This DAG can by triggered manually from the Airflow webinterface to repopulate the PACS, Opensearch, and the access-information-interface database from DICOM data stored on the file system. This step can be helpful, when migrating from an older version of Kaapana to a newer one.

tag-dataset

This DAG will add or remove tags from the series in the selected dataset. The tags are stored in the OpenSearch index of the project and can be used to filter series in the Gallery View.

tag-seg-ct-tuples

This DAG expects a dataset of series with modalities _SEG_ or _RTSTRUCT_. It will add the specified tags to all series in the dataset and corresponding reference series. The tags are stored in the OpenSearch index of the project and can be used to filter series in the Gallery View.

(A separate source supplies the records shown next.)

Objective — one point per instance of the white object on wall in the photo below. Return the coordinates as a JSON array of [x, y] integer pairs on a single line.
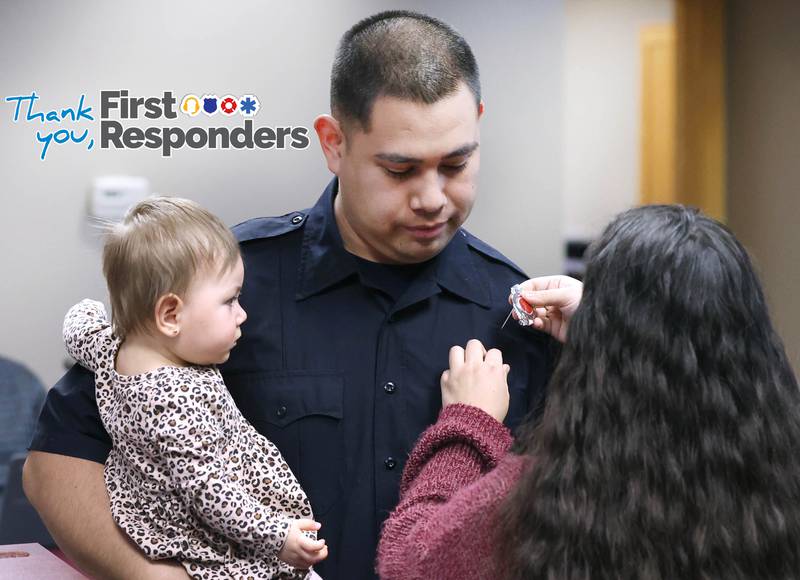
[[112, 195]]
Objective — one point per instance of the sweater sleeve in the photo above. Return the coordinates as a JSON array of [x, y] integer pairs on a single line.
[[191, 442], [87, 333], [442, 491]]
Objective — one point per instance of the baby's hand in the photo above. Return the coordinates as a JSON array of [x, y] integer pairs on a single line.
[[301, 551]]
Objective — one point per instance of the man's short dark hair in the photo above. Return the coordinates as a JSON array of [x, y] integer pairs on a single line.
[[399, 54]]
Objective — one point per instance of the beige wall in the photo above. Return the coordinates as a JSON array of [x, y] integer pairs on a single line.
[[602, 111], [763, 71]]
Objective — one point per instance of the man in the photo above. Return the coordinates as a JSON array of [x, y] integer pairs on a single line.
[[353, 306]]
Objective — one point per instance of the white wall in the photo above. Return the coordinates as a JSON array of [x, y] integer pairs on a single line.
[[602, 94], [280, 51], [763, 169]]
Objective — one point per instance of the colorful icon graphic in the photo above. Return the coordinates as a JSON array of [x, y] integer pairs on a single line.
[[228, 105], [249, 105], [210, 104], [190, 105]]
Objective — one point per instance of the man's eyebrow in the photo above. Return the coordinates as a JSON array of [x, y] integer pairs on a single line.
[[400, 159]]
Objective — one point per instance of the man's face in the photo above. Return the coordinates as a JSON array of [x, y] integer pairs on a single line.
[[407, 185]]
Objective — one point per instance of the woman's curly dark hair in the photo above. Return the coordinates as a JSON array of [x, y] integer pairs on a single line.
[[670, 444]]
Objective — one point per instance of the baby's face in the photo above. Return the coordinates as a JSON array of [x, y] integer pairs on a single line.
[[211, 316]]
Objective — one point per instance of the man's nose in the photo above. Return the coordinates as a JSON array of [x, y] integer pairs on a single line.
[[429, 196]]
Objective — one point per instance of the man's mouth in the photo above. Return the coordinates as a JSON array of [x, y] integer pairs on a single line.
[[426, 232]]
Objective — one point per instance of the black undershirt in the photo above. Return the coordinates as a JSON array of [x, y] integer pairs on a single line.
[[391, 279]]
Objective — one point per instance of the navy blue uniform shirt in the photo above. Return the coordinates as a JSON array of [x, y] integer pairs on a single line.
[[339, 366]]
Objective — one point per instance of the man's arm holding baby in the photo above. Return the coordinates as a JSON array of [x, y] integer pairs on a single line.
[[63, 478], [70, 496]]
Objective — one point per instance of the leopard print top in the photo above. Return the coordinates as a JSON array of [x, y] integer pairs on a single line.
[[188, 477]]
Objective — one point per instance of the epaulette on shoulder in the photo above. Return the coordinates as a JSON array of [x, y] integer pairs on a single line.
[[488, 251], [269, 227]]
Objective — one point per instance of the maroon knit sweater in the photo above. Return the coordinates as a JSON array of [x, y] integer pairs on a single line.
[[453, 483]]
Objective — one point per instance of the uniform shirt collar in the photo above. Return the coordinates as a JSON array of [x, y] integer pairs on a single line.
[[324, 262]]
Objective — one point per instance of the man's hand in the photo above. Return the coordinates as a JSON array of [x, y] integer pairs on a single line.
[[554, 299], [478, 378], [301, 551]]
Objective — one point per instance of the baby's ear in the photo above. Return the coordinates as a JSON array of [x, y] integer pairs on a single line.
[[168, 314]]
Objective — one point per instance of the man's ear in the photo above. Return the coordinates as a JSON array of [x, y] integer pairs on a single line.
[[331, 139], [168, 315]]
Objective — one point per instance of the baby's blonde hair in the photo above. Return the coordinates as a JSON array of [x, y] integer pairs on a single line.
[[156, 250]]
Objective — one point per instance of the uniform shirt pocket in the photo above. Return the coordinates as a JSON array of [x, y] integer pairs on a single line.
[[301, 412]]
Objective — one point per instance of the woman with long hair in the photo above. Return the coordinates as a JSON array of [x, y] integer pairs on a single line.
[[669, 446]]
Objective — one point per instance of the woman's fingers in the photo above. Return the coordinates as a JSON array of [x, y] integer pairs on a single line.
[[474, 351], [456, 357]]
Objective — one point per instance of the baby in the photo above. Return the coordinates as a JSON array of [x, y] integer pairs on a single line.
[[188, 477]]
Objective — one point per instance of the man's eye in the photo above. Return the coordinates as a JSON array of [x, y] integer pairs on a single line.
[[454, 168], [398, 173]]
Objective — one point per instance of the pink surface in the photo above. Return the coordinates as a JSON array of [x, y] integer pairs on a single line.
[[39, 564]]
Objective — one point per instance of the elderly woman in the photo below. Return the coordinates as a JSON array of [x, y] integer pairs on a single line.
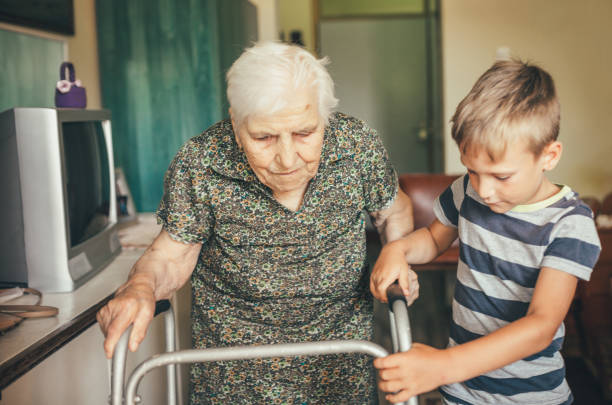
[[266, 214]]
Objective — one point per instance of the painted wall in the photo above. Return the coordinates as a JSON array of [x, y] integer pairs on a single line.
[[267, 19], [297, 15], [571, 40], [31, 60], [83, 50]]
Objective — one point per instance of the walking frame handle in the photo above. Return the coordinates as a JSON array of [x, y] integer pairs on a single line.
[[400, 337]]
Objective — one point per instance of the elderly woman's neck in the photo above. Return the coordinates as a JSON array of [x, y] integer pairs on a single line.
[[291, 200]]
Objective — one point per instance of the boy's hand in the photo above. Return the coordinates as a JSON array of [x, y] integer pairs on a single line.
[[390, 266], [404, 375]]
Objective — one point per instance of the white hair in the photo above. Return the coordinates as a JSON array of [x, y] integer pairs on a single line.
[[264, 77]]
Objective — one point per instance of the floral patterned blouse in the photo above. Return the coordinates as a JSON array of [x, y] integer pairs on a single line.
[[267, 274]]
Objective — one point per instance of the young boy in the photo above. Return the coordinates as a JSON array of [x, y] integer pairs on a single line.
[[524, 242]]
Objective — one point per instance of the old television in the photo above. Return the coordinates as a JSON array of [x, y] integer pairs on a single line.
[[58, 211]]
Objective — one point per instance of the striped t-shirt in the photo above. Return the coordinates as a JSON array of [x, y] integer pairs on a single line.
[[500, 259]]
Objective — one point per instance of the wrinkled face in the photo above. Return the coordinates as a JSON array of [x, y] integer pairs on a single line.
[[517, 178], [284, 149]]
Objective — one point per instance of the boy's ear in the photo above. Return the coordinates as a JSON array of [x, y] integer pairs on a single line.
[[551, 155]]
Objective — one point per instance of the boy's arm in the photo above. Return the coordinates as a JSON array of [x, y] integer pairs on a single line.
[[421, 246], [424, 368]]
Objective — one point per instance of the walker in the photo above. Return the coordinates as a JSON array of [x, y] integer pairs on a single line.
[[400, 336]]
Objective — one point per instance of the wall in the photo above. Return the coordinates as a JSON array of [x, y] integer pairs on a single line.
[[297, 15], [267, 19], [568, 38], [83, 50]]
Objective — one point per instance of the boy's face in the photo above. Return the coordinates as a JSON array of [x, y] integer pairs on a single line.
[[517, 178]]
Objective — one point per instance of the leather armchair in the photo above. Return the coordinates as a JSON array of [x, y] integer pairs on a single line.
[[423, 188]]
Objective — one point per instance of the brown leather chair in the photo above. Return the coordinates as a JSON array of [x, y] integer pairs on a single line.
[[423, 188]]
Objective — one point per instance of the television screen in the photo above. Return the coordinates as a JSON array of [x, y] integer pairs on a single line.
[[49, 15], [87, 179]]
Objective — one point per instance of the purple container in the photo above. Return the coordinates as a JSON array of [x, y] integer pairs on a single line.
[[68, 93]]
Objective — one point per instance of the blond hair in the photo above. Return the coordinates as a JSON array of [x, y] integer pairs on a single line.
[[511, 100]]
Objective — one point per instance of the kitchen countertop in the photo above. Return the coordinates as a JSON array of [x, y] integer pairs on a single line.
[[33, 340]]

tag-train-test-split-dataset

This DAG expexts a dataset of segmentation series. It will split the dataset into a training and a test dataset based on the specified Train split. Then it will tag all series of both splits according to the specified Training tag and Test tag.

validate-dicoms

This DAG allows users to validate the DICOMS against the DICOM standard. Currently this DAG allows one of the two algorithms to validate DICOMS: dciodvfy and dicom-validator. Validation results are stored in MinIO as a result file. The DAG runs each time data is imported into the platform.

clear-validation-results

This DAG can be used to clear the validation result from the Dataset.